An EMA motor comprises a stator assembly and a rotor. Power is supplied to the stator which results in generation of forces causing the rotor to rotate relative to the stator.
A stator assembly generally comprises a cylindrical back plate and a plurality of teeth extending radially inwards from the inner surface of the back plate. The teeth are separated by slots and electromagnetic coils are wound between the slots. The teeth surround a rotating central rotor having corresponding teeth. The resulting stator electromagnets are successfully energised by an external control circuit. As each electromagnet is powered, this creates an attractive force between the stator teeth and the rotor teeth to cause rotation of the rotor relative to the stator.
A stator assembly generally consists of a set of magnetic steel laminations insulated from each other and glued, pressed or welded to form the stator core pack.
Laminations are slotted, defining the teeth, and wound with typically copper wire to form one or more pairs of magnetic poles when energised by an external supply.

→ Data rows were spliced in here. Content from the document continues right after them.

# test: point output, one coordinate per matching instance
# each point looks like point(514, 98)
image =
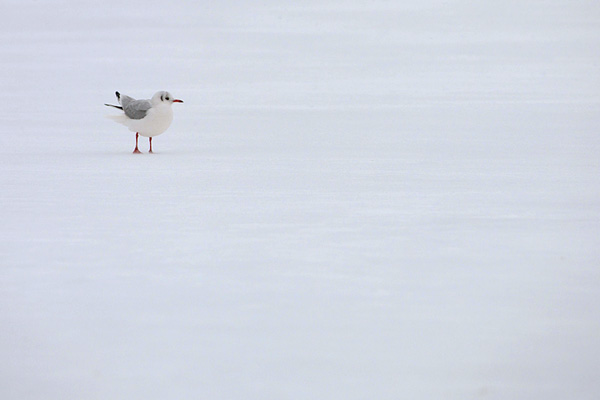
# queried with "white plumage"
point(147, 118)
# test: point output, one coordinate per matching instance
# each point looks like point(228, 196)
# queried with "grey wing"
point(135, 109)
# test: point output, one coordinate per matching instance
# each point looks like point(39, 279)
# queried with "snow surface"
point(357, 200)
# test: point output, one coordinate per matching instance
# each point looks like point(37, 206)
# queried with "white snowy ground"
point(357, 200)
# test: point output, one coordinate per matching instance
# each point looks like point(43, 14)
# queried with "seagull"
point(148, 118)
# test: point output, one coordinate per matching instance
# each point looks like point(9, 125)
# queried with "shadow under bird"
point(148, 117)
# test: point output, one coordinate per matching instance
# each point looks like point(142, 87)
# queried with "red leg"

As the stator coils are energised they generate a magnetic field which will interact with the field produced by a set of magnets (in this case permanent magnets) placed on the motor rotor. The interaction between the two fields enables the motor to rotate.

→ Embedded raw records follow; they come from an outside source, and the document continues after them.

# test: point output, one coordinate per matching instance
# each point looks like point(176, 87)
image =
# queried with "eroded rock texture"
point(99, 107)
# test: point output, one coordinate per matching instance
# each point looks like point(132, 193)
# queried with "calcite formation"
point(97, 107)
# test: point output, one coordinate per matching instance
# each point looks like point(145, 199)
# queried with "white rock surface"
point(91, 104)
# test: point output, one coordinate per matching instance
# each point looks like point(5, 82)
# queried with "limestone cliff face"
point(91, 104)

Electromechanical actuators are finding increased use in applications where previously hydraulic actuators have been used, e.g. in aircraft, such as in the primary and secondary flight control actuators and nose wheel steering systems, and also in many other fields.
Damping is often required in actuation systems or motor driven systems. For certain applications such as aileron, elevator or rudder for primary flight control or nose wheel steering, damping function is required. This function is necessary to prevent flutter of aerodynamic surface for an aileron, elevator and rudder in case of a power loss scenario. It also prevents hitting roughly the mechanical stops in the situation of wind gust. For a nose wheel steering application damping will minimise nose wheel shimmy which is undesirable, and destructive.
Where hydraulic systems are used, the damping function is provided by a bypass restrictor. Where an EMA is used, however, there is no hydraulic fluid and so an alternative damping mechanism is required. Existing EMA systems have used a damper unit or component bolted on to the electric motor, e.g. to the motor shaft. This, whilst effective, increases the overall weight and size of the motor and involves increased manufacture time and costs.
The present invention aims to provide an improved electromechanical actuator motor damping arrangement.